David stood in the doorway of the apartment that was no longer his, watching his ex-wife's cat weave between his legs. Max had chosen sides apparently, and David was on the losing end of that particular war.

"You're not taking the baseball stuff," Sarah had said yesterday, her voice flat. "You haven't picked up a bat since college."

She wasn't wrong. The dust on his old glove in the closet could pass for archaeological evidence. But David found himself retrieving it now, along with the faded hat he'd worn to every game his father took him to before the drinking got too bad. The brim was permanently bent, sweat-stained, carrying the ghost of a dozen summer afternoons.

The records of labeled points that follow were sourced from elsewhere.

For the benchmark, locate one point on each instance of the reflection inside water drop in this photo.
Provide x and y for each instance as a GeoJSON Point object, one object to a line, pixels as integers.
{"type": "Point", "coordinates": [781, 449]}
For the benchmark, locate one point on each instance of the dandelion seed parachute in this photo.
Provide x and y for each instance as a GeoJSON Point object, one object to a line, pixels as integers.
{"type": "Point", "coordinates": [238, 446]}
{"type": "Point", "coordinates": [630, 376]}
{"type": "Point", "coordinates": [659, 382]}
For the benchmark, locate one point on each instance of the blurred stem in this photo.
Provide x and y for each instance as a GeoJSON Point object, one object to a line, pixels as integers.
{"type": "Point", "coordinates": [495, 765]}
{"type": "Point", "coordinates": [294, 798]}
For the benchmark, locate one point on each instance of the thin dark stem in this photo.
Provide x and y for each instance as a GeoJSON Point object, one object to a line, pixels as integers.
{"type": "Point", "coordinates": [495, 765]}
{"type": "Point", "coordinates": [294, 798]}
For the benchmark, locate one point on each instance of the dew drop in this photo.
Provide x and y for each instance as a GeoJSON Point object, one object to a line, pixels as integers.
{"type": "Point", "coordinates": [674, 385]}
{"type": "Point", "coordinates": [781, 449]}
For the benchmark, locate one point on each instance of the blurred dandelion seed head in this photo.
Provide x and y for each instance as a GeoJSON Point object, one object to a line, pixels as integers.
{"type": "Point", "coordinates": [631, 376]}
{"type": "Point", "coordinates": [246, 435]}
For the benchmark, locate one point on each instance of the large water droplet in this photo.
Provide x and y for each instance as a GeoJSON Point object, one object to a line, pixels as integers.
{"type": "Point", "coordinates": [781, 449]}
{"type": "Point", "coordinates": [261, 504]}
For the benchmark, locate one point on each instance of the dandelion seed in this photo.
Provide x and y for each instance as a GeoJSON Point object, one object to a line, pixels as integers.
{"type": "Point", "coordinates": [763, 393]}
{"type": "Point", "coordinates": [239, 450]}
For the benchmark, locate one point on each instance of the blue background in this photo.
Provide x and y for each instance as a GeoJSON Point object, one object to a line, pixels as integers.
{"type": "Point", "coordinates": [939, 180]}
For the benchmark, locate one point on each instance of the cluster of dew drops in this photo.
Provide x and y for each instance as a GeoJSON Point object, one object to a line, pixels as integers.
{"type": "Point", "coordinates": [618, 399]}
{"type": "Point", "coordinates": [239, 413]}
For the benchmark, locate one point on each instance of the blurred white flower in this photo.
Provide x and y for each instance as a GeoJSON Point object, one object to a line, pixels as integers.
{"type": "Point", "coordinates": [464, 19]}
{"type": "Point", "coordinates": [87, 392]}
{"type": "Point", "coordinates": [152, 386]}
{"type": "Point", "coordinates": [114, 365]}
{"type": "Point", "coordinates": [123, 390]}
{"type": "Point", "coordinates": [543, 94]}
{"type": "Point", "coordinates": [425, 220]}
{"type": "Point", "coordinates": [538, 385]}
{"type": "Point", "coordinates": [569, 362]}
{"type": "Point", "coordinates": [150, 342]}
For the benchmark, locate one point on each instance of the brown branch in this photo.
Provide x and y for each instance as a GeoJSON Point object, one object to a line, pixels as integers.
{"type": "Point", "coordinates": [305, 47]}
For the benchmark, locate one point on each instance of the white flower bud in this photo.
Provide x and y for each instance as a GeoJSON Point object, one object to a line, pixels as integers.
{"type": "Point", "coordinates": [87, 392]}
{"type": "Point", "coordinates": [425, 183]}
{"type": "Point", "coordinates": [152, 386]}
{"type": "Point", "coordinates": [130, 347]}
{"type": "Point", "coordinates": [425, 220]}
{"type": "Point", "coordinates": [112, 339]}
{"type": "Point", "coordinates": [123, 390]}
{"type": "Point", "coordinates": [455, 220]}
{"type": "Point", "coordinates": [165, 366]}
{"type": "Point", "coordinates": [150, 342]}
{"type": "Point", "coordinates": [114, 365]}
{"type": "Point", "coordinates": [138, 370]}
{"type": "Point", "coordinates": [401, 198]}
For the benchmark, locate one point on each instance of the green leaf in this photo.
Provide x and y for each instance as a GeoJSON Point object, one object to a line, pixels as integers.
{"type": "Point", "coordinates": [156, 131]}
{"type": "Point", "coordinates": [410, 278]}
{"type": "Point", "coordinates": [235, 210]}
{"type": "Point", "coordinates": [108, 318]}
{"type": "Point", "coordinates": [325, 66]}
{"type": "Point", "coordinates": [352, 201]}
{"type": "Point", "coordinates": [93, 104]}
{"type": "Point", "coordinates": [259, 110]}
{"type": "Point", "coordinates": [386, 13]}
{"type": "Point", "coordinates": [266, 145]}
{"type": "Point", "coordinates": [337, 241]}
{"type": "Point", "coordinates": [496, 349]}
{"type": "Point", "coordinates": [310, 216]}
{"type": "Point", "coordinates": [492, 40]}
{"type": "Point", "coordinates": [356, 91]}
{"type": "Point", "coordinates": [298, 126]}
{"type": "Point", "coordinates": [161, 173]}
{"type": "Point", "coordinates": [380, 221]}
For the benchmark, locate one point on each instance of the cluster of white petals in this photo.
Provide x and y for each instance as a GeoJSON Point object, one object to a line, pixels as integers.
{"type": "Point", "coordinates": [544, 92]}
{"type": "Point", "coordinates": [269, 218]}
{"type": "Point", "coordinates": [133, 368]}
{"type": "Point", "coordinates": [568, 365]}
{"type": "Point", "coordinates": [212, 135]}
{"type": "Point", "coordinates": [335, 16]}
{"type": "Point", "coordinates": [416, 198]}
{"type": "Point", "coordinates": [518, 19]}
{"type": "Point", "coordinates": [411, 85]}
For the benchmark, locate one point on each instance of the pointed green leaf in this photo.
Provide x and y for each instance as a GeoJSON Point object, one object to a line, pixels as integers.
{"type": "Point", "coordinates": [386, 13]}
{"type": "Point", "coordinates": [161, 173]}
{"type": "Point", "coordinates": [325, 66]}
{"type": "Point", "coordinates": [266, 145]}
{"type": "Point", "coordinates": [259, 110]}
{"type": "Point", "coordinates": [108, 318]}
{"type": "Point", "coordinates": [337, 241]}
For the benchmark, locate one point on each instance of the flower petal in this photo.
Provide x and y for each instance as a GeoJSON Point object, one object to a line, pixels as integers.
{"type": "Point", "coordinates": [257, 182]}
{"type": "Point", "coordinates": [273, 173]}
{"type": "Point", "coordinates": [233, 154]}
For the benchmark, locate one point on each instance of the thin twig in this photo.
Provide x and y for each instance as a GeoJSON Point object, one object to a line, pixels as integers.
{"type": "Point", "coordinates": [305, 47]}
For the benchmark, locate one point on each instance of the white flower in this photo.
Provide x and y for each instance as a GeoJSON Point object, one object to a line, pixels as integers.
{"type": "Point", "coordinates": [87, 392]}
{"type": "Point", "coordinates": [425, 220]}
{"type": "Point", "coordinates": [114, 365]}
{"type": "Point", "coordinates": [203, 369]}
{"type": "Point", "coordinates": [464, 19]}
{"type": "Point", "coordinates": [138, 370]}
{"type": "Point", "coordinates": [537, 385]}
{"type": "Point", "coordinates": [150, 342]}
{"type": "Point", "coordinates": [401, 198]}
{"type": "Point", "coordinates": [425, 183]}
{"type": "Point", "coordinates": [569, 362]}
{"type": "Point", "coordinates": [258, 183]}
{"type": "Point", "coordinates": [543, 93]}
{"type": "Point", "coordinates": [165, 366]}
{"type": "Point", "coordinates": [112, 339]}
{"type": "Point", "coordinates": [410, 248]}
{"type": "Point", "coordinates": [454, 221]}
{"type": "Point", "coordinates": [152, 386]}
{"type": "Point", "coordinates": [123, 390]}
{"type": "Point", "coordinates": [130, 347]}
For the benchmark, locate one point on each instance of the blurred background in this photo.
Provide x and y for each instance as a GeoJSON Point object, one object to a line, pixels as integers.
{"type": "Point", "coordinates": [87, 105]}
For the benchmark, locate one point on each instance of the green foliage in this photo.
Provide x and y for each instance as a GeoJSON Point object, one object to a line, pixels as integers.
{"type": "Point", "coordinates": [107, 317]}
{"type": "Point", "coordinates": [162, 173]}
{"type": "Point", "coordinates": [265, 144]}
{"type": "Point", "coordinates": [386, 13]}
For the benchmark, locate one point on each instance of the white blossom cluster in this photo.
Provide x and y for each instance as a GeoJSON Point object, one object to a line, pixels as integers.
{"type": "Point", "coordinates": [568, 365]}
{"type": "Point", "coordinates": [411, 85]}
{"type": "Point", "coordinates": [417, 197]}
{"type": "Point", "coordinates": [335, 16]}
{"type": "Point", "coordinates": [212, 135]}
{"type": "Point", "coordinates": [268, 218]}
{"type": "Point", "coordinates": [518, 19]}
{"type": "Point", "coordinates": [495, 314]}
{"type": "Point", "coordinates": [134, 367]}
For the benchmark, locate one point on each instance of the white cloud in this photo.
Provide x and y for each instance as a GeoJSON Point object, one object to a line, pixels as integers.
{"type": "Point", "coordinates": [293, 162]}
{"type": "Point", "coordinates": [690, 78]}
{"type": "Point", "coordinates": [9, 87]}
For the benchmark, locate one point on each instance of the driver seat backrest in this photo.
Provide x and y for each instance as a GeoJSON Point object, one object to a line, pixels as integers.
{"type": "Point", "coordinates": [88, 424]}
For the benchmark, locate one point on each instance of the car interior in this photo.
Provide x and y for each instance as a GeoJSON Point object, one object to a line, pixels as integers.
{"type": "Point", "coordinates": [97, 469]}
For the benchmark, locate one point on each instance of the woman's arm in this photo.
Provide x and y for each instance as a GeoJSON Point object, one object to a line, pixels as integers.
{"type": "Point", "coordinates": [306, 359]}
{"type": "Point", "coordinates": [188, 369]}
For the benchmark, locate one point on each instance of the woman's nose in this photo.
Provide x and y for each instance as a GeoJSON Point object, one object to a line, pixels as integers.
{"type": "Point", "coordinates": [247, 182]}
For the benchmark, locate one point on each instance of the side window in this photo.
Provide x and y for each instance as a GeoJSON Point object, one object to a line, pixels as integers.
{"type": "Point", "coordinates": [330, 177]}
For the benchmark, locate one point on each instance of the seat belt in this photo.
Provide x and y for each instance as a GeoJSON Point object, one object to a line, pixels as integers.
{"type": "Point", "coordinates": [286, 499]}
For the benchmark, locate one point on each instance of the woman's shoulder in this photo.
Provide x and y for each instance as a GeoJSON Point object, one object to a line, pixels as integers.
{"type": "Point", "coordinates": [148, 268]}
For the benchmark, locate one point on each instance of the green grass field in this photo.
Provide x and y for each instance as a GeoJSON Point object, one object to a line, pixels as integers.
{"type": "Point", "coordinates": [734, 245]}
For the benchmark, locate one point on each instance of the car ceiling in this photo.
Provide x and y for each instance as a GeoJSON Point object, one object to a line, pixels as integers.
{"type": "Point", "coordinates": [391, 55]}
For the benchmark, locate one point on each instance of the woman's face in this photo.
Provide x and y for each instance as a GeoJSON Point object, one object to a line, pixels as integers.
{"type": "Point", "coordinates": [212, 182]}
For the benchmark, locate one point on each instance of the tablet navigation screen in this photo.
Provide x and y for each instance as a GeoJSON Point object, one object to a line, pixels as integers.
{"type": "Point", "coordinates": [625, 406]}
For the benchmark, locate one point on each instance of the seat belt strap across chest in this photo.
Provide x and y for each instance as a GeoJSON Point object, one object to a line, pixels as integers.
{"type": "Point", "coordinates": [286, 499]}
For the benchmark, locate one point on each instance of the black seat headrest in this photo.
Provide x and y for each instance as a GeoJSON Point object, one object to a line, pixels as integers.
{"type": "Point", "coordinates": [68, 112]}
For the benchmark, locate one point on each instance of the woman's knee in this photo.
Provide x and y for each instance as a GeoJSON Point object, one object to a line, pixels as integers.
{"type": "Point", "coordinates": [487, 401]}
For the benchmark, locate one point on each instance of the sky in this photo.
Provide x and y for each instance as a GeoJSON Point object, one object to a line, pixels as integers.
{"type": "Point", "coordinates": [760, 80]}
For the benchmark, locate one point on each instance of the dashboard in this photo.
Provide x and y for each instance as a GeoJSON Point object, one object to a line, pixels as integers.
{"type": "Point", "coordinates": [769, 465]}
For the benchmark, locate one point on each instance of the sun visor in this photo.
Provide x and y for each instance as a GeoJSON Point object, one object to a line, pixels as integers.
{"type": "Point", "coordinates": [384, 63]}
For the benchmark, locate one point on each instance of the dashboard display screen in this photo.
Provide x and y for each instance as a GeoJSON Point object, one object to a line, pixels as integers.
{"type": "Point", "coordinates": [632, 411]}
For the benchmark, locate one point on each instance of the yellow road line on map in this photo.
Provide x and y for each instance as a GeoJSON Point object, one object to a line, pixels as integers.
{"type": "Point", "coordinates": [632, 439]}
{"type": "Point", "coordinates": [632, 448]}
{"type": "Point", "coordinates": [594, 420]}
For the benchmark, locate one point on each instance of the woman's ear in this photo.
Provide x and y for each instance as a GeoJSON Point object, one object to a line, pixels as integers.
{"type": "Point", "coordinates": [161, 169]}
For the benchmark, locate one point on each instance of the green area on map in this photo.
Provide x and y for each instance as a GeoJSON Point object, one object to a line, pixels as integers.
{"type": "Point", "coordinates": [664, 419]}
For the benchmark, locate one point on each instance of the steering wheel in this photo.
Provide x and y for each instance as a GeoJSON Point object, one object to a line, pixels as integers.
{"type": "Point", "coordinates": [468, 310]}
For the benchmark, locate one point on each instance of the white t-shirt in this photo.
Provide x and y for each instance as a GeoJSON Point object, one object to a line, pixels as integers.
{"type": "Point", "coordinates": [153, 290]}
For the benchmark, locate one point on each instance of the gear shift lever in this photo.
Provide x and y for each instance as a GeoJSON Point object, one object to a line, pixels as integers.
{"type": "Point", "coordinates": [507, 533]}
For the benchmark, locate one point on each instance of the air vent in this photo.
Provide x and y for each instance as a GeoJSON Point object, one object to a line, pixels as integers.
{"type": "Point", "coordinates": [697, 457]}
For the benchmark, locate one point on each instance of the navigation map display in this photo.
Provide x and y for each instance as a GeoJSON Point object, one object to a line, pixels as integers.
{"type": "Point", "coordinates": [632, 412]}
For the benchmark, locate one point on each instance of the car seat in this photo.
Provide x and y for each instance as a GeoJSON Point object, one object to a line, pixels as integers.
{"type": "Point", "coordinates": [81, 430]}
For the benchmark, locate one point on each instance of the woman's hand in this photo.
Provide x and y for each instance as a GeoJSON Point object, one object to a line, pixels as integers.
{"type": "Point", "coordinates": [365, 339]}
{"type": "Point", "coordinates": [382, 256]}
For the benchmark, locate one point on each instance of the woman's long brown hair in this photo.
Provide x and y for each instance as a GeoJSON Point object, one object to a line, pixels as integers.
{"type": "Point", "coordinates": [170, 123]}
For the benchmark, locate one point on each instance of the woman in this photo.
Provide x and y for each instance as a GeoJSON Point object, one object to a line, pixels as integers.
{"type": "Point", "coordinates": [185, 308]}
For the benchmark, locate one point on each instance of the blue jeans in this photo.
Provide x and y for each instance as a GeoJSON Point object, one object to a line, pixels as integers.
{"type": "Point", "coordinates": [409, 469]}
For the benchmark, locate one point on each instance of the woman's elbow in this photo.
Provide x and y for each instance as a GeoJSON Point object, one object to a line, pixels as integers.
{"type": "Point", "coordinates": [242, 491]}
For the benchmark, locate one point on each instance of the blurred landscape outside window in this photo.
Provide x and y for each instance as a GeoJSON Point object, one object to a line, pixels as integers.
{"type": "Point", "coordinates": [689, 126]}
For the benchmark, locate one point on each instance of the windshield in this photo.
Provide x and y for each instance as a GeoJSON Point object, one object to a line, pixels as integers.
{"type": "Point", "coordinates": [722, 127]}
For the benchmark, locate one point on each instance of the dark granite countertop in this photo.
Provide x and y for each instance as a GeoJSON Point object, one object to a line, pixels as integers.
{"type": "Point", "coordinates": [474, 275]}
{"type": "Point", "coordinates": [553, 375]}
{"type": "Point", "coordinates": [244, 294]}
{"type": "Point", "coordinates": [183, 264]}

He packed methodically, the way he approached everything now: carefully, quietly, without sudden movements. As if loud noises might shatter the fragile truce of their separation. The apartment felt like a crime scene where someone had already cleaned up the blood.

His stomach growled. The refrigerator held only condiments and a wilted bag of spinach Sarah had bought for a smoothie she never made. David stared at the green leaves, now slimy with age, and felt something crack open in his chest. That was them, wasn't it? Something intended for nourishment that had just sat there, neglected until it rotted.

He threw the spinach in the garbage.

His new place was across town, near a community center with a pool. The woman at the front desk had mentioned swimming lessons when he'd signed the lease, something about aquatic therapy being good for stress reduction. David had nodded, thinking of his father—how the old man had only ever seemed peaceful in water, as if the weightlessness briefly relieved him of gravity's relentless pull.

David sat on the floor of his empty living room, Max's warm weight settling against his thigh. Tomorrow he'd return the cat to Sarah. Tomorrow he'd start unpacking boxes in a neighborhood where no one knew his name. Tonight, he'd just sit here in his baseball hat, eating nothing, and practice the art of leaving quietly.